Memory management strategies
In this post, I'll be detailing how C and C++ can be programmed in a sane and memory-safe way. We'll be going through some custom memory allocator strategies that provide simple ways of dissolving common memory problems.
This post is inspired by my C++ core library called Presheaf, whose source code is freely available. The main goal of the library is to deliver the programming experience I wanted and C wasn't able to fully deliver.
Over the last few years C got the fame of being a memory unsafe language due to its lack of intrinsic constraints that ensure proper object lifetime and ownership management - like you commonly have in new trendy languages. You might ask why bother learning memory strategies in C if I can simply use my language Z that has a borrow-checker or a garbage collector: well, language Z is not suited for all use cases - surely not for me. The borrow-checker is a pain to deal with and most memory strategies in that land, like ECS, are based in making the compiler shut up by hiding intricate lifetimes inside of longer living objects. Do I even need to talk about the garbage collector approach?
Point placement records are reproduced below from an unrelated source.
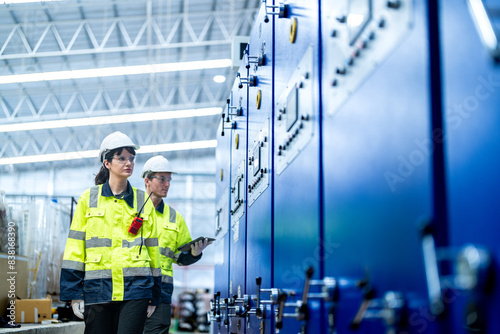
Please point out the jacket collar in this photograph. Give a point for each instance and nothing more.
(128, 197)
(160, 207)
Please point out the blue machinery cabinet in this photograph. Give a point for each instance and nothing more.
(358, 185)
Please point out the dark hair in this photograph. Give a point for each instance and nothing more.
(103, 174)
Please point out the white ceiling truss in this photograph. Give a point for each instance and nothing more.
(76, 35)
(130, 34)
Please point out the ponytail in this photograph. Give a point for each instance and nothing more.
(103, 174)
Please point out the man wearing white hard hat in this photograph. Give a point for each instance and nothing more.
(111, 272)
(172, 233)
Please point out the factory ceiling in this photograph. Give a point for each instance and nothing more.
(74, 71)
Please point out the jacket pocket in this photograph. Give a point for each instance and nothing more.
(94, 273)
(96, 224)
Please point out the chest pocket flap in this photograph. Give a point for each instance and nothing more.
(95, 213)
(93, 258)
(171, 227)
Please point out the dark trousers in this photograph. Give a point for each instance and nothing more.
(125, 317)
(159, 322)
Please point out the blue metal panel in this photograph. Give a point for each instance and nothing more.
(296, 155)
(222, 244)
(471, 82)
(239, 109)
(377, 162)
(259, 187)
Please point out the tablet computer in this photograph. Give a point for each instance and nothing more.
(187, 247)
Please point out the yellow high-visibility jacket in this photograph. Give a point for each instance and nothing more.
(102, 261)
(172, 233)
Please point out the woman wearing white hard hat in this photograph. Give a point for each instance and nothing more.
(173, 233)
(111, 265)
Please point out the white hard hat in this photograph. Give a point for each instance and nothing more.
(157, 164)
(115, 140)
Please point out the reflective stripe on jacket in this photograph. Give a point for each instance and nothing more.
(101, 261)
(172, 233)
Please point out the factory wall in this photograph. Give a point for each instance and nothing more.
(357, 171)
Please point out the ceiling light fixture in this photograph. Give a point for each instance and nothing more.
(115, 71)
(8, 2)
(219, 78)
(94, 153)
(115, 119)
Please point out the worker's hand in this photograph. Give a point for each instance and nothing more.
(199, 246)
(78, 307)
(151, 310)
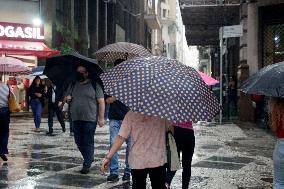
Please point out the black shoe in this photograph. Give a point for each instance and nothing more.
(126, 177)
(49, 134)
(85, 170)
(112, 178)
(4, 157)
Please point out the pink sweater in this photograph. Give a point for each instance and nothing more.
(185, 125)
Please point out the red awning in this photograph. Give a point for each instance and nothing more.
(26, 48)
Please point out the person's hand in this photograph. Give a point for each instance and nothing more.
(105, 164)
(110, 100)
(101, 122)
(68, 98)
(38, 94)
(59, 104)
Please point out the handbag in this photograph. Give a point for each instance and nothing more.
(12, 103)
(172, 154)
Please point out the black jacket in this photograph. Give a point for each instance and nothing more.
(58, 95)
(40, 89)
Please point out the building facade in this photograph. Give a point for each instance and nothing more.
(262, 43)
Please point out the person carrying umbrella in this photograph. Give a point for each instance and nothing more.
(54, 96)
(147, 154)
(36, 93)
(268, 82)
(277, 125)
(158, 91)
(87, 109)
(117, 112)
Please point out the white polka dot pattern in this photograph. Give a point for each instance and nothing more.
(121, 50)
(161, 87)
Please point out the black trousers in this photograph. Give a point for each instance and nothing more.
(157, 177)
(4, 130)
(53, 108)
(185, 141)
Building your own memory system
When writing any API, one should question itself the scope and the audience of the API. In the case of a memory management system, the main concern is centred in memory safety. How much safety guard-rails should we build, and how much hand-holding does our end-user need?
Guard-rails obviously comes with their own performance costs. For instance, if we wanted a very robust system that disallows for any use-after-free, we wouldn't be returning direct pointers to the memory to our users. To deal with that, we could use handles and manage their coherence internally (check this post, by Andre Weissflog, for more information). This would require every allocation to have a unique ID, every read request to be checked if ID's match, etc.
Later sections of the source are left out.